## What is BigQuery?

Google BigQuery is an enterprise data warehouse built using BigTable and Google Cloud Platform. It’s serverless and completely managed.

You can access BigQuery by using the Cloud Console or the classic web UI, by using a command-line tool, or by making calls to the BigQuery REST API using a variety of client libraries such as Java, .NET, or Python. There are also a variety of third-party tools that you can use to interact with BigQuery, such as visualizing the data or loading the data.

## How BigQuery Stores Data?

BigQuery stores data in a columnar format — Capacitor (which is a successor of ColumnarIO). BigQuery achieves very high compression ratio and scan throughput. Unlike ColumnarIO, now on BigQuery, you can directly operate on compressed data without decompressing it.
Columnar storage has the following advantages:

- Traffic minimization — When you submit a query, the required column values on each query are scanned and only those are transferred on query execution. E.g., a query `SELECT title FROM Collection` would access the title column values only.
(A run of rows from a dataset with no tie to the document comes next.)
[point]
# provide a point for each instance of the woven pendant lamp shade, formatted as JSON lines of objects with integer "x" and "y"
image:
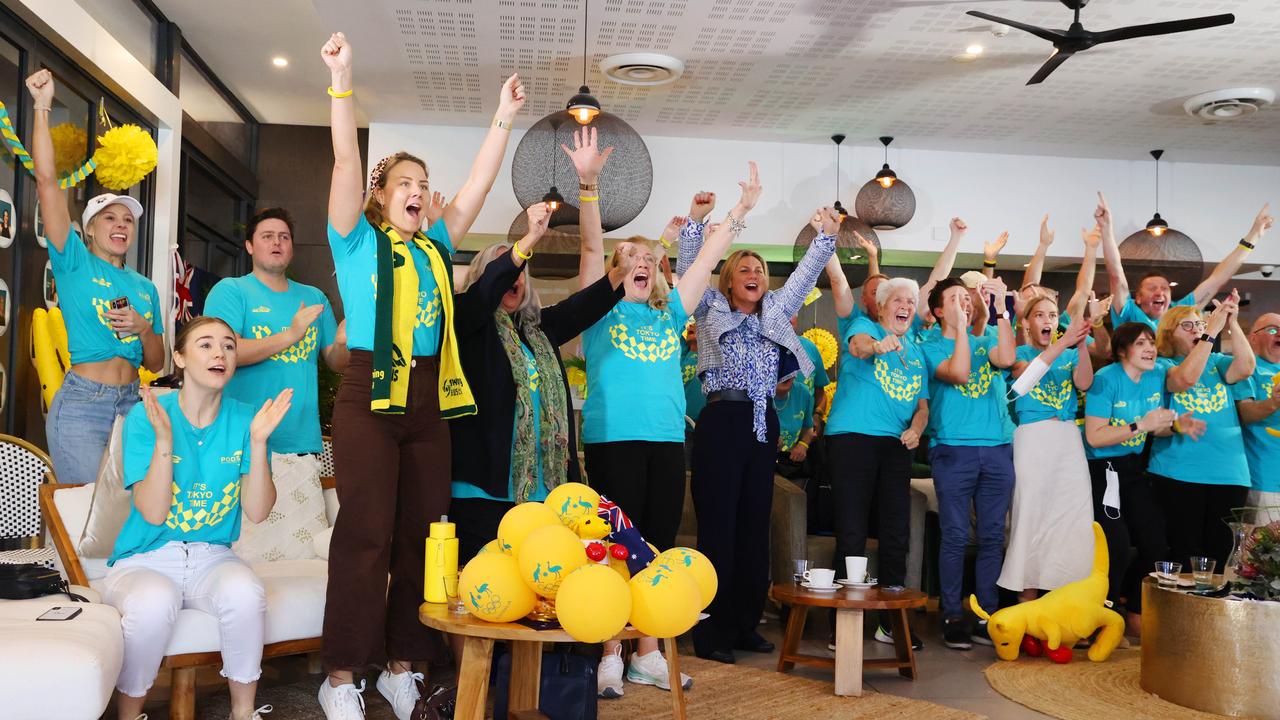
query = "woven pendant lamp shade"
{"x": 625, "y": 182}
{"x": 1174, "y": 255}
{"x": 846, "y": 247}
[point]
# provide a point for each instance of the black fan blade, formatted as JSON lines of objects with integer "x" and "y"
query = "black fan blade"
{"x": 1043, "y": 33}
{"x": 1162, "y": 28}
{"x": 1050, "y": 65}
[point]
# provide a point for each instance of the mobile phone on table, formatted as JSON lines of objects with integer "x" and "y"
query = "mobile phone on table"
{"x": 120, "y": 304}
{"x": 59, "y": 613}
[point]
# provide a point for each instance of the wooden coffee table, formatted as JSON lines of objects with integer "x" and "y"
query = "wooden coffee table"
{"x": 849, "y": 605}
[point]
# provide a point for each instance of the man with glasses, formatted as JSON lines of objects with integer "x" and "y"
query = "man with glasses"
{"x": 1153, "y": 295}
{"x": 1262, "y": 411}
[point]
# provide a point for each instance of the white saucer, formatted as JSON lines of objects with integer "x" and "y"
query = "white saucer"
{"x": 819, "y": 588}
{"x": 869, "y": 583}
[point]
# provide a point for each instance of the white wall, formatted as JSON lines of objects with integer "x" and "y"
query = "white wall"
{"x": 1214, "y": 204}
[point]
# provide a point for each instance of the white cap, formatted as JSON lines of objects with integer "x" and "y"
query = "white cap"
{"x": 100, "y": 201}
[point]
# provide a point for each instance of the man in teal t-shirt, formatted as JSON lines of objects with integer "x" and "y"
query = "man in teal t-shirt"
{"x": 1262, "y": 449}
{"x": 284, "y": 327}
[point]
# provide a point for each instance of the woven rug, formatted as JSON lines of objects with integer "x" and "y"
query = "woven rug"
{"x": 1086, "y": 691}
{"x": 736, "y": 692}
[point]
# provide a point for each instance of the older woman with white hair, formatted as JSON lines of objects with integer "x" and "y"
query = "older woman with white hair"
{"x": 877, "y": 419}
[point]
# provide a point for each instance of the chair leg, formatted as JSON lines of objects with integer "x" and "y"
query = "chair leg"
{"x": 182, "y": 701}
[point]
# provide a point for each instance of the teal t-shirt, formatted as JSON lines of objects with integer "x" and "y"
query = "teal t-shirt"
{"x": 208, "y": 464}
{"x": 694, "y": 397}
{"x": 1130, "y": 313}
{"x": 1261, "y": 449}
{"x": 634, "y": 390}
{"x": 86, "y": 287}
{"x": 255, "y": 311}
{"x": 795, "y": 414}
{"x": 1217, "y": 456}
{"x": 1118, "y": 400}
{"x": 465, "y": 490}
{"x": 976, "y": 413}
{"x": 356, "y": 260}
{"x": 1055, "y": 395}
{"x": 817, "y": 379}
{"x": 877, "y": 396}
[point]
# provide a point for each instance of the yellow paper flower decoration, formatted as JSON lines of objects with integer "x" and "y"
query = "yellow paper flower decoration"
{"x": 826, "y": 342}
{"x": 71, "y": 146}
{"x": 124, "y": 155}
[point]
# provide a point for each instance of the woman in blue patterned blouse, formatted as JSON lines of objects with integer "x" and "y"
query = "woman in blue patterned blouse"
{"x": 743, "y": 329}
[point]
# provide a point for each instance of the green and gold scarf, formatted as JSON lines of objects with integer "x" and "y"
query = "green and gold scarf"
{"x": 393, "y": 331}
{"x": 552, "y": 450}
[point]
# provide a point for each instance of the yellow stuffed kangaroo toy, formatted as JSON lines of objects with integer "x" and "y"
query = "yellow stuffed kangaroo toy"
{"x": 1060, "y": 618}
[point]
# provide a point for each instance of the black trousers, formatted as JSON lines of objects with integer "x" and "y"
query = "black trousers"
{"x": 732, "y": 488}
{"x": 647, "y": 479}
{"x": 872, "y": 472}
{"x": 1196, "y": 518}
{"x": 1141, "y": 524}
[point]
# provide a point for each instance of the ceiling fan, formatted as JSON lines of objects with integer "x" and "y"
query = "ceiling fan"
{"x": 1075, "y": 39}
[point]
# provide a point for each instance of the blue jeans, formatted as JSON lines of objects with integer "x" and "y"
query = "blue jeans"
{"x": 80, "y": 424}
{"x": 981, "y": 477}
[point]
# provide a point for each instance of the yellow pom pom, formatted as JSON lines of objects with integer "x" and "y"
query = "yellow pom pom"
{"x": 492, "y": 589}
{"x": 826, "y": 343}
{"x": 572, "y": 501}
{"x": 71, "y": 146}
{"x": 547, "y": 556}
{"x": 593, "y": 604}
{"x": 124, "y": 155}
{"x": 521, "y": 520}
{"x": 688, "y": 560}
{"x": 664, "y": 604}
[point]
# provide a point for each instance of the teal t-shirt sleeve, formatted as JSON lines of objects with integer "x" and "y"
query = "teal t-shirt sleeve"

- Higher compression ratio — Columnar storage can achieve a compression ratio of 1:10, whereas ordinary row-based storage can compress at roughly 1:3.

![title](column-oriented.png)

## How the Query Gets Executed?

BigQuery depends on Borg for data processing. Borg simultaneously instantiates hundreds of Dremel jobs across required clusters made up of thousands of machines. In addition to assigning compute capacity for Dremel jobs, Borg handles fault-tolerance as well.

Now, how do you design/execute a query which can run on thousands of nodes and fetches the result? This challenge was overcome by using the Tree Architecture. This architecture forms a gigantically parallel distributed tree for pushing down a query to the tree and aggregating the results from the leaves at a blazingly fast speed.

![title](query-engine.png)

### Course 1

#### Module 1

- Reasons why Google Cloud Platform is used for Data Analysis;

    - Storage is cheap
    - Focus on queries, not infrastructure
    - Massive scalability

- Traditional big data platforms require an investment in infrastructure;

    - RAM
    - CPU
    - Network
    - Maintenance 

- Seperation of storage and computing power enables efficient resource allocation. --Pay for only the resources you are using and no more.

- BigQuery scales automatically and you only pay for what you use. Fully managed infrastructure scales to process faster and you only pay bytes processes + storage.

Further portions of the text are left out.